Professional book scanners have a simple workaround: you lay the book on a V-shaped surface, which is better for the spine and alignment.

These scanners, however, are not meant for home use: the one on the right costs 15000 USD.

There are services, maybe even around you, that can scan books for you. It's worth checking them out before making a purchase as the price might be cheaper than getting a whole scanner just for this.

This method by the way is how the Internet Archive scans their books.

Scanning your book

In any case, once you've selected your method to scan your book, you need to actually get to scanning it.

We are eventually also going to digitize the book, so for that the best end-format is PDF.

Book scanners with integrated OCR will guide you through all this through their software. If you use a flatbed scanner, it might have PDF capabilities, or it might make individual pictures.

Most scanners software will let you see your picture after it's scanned and will ask you if you want to take more, so you shouldn't run into issues. If a page looks improperly scanned (too dark, too blurry), then just retake it and delete the mistake scan as you go along.

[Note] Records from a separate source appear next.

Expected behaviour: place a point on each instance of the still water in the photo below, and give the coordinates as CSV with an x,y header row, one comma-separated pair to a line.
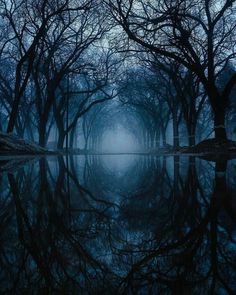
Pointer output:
x,y
122,224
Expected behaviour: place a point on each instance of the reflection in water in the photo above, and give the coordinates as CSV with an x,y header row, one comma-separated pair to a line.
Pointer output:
x,y
118,224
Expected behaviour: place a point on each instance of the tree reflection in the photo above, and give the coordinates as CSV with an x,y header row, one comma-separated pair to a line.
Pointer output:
x,y
70,225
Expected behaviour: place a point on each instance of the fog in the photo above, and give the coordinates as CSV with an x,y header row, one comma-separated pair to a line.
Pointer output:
x,y
118,140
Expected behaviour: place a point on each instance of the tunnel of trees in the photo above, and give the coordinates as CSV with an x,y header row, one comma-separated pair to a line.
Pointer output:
x,y
162,72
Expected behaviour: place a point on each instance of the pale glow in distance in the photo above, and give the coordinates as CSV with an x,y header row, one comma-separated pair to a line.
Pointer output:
x,y
118,140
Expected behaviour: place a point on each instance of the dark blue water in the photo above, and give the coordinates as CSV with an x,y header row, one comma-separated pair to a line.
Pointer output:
x,y
118,225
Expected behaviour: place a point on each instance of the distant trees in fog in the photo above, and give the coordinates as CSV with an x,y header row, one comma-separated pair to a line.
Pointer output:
x,y
172,61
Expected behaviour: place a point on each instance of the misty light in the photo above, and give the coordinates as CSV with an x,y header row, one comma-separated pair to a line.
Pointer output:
x,y
118,140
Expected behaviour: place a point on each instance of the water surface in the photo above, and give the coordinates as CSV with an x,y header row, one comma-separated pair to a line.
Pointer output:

Since we're talking about scanning hundreds of pages, you should definitely be methodical about scanning so as not to forget any mistake in your batch.

Creating a PDF if needed

If your scanner makes individual picture, you better hope that it names them in order (e.g. SCAN_000001, SCAN_000002, SCAN_000003) and doesn't try to duplicate a name (SCAN_0000001 (1)), as that will make it easier to collide into a single PDF.

To make a PDF if your scanner does individual pictures, you can upload them on ilovepdf (a favourite of college students around the world), although I'm not sure how many jpegs they can process at once.

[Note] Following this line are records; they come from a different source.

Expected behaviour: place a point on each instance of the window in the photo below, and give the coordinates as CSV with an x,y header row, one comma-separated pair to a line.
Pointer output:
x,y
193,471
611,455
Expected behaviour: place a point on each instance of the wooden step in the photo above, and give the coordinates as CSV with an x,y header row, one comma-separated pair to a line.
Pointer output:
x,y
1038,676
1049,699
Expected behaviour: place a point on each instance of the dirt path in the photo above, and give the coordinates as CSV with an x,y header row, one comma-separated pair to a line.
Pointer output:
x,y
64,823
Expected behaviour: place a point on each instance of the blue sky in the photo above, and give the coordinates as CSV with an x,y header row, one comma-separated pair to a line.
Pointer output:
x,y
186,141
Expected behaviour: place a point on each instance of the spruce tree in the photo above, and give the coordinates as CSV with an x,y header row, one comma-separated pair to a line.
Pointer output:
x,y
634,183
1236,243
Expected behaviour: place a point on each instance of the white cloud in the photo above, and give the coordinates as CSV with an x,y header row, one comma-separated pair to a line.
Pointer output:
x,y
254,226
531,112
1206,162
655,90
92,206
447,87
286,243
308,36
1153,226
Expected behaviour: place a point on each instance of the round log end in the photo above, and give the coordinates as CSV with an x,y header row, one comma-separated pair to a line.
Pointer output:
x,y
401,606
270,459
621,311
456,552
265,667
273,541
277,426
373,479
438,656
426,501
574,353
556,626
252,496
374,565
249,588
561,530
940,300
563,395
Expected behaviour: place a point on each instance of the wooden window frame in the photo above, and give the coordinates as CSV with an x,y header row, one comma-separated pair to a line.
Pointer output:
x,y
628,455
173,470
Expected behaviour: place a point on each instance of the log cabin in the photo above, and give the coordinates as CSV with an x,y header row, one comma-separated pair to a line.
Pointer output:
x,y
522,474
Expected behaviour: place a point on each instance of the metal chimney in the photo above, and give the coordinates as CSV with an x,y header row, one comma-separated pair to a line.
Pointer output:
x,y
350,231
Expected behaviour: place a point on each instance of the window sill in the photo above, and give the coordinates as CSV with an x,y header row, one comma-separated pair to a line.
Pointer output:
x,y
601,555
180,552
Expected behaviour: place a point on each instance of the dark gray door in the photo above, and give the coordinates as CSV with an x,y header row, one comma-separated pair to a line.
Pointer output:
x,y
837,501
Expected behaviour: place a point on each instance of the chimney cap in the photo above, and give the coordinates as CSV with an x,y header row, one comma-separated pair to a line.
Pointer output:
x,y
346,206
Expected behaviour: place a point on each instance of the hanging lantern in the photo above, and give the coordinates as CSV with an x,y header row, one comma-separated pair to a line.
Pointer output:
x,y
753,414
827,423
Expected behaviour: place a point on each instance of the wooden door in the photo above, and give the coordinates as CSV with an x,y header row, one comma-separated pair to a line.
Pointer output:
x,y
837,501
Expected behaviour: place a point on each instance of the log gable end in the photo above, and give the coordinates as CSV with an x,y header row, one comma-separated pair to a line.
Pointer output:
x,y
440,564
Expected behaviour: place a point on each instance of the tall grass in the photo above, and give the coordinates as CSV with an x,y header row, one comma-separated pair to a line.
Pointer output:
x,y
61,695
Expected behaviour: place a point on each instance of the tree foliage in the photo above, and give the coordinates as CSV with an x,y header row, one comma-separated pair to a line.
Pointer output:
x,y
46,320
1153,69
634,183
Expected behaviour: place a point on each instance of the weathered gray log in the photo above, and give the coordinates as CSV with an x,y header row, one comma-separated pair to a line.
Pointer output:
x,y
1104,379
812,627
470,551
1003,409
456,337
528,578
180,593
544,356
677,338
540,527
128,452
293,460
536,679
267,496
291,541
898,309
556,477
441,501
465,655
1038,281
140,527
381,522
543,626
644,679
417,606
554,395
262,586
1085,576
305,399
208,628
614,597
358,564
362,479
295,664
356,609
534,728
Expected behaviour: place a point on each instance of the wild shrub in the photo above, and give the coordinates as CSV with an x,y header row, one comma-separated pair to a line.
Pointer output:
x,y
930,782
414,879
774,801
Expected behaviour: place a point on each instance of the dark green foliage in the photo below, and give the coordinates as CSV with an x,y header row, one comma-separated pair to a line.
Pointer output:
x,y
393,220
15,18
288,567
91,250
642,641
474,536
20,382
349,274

Otherwise, you can download software. I know of Xodo PDF Reader and Editor on Windows (through the Microsoft Store), although it's a bit bulky to create PDFs with it.

Once your book is made into a single pdf, you should definitely run through the file to catch any mistakes (duplicates, improperly rotated pages, unreadable pages that weren't scanned properly, etc.)

Afterwards, we can move on to OCR'ing your book and properly digitize it.

How to Optical Character Recognition (OCR)

OCR is by no means new in tech, but it's only recently that it has started being a viable tool to digitize books.

OCR essentially turns a picture of text into actual text that you can select, copy, paste, search in, etc.

If you use a book scanner, it will likely be able to do that for you. It will also be able to keep the formatting intact (like page number position, margins, etc) and can even turn your book into a Word document. Otherwise, there are several free tools that exist online, with varying success.

OnlineOCR.net gives good results and is able to extract the result to a Word format (which you can then open with say LibreOffice and export as a PDF once again).

It's important to note no OCR solution is 100% perfect. The more your source material is contrasted (e.g. black-on-white) the better the results. But, sometimes, the software will substitute the wrong character if it can't understand what it's looking at.

It's possible to go through the book and proofread it of course, but for most usecases OCR mistakes are left in as they still approach a 99.9% precision rate.

Sharing your digitized book (on Prolewiki?)

Once your book is properly digitized, how about uploading it to our library? We aim to host as many Marxist, socialist, socialist-aligned and historical documents as possible!

To properly share your book on ProleWiki, you will (at this time) need to request an account. Keep your .docx (Word) OCR document nearby. Once your account is approved, you can create a page for the book you digitized and simply copy everything in your word document (Ctrl+A) and paste it on the book's page, and it just works!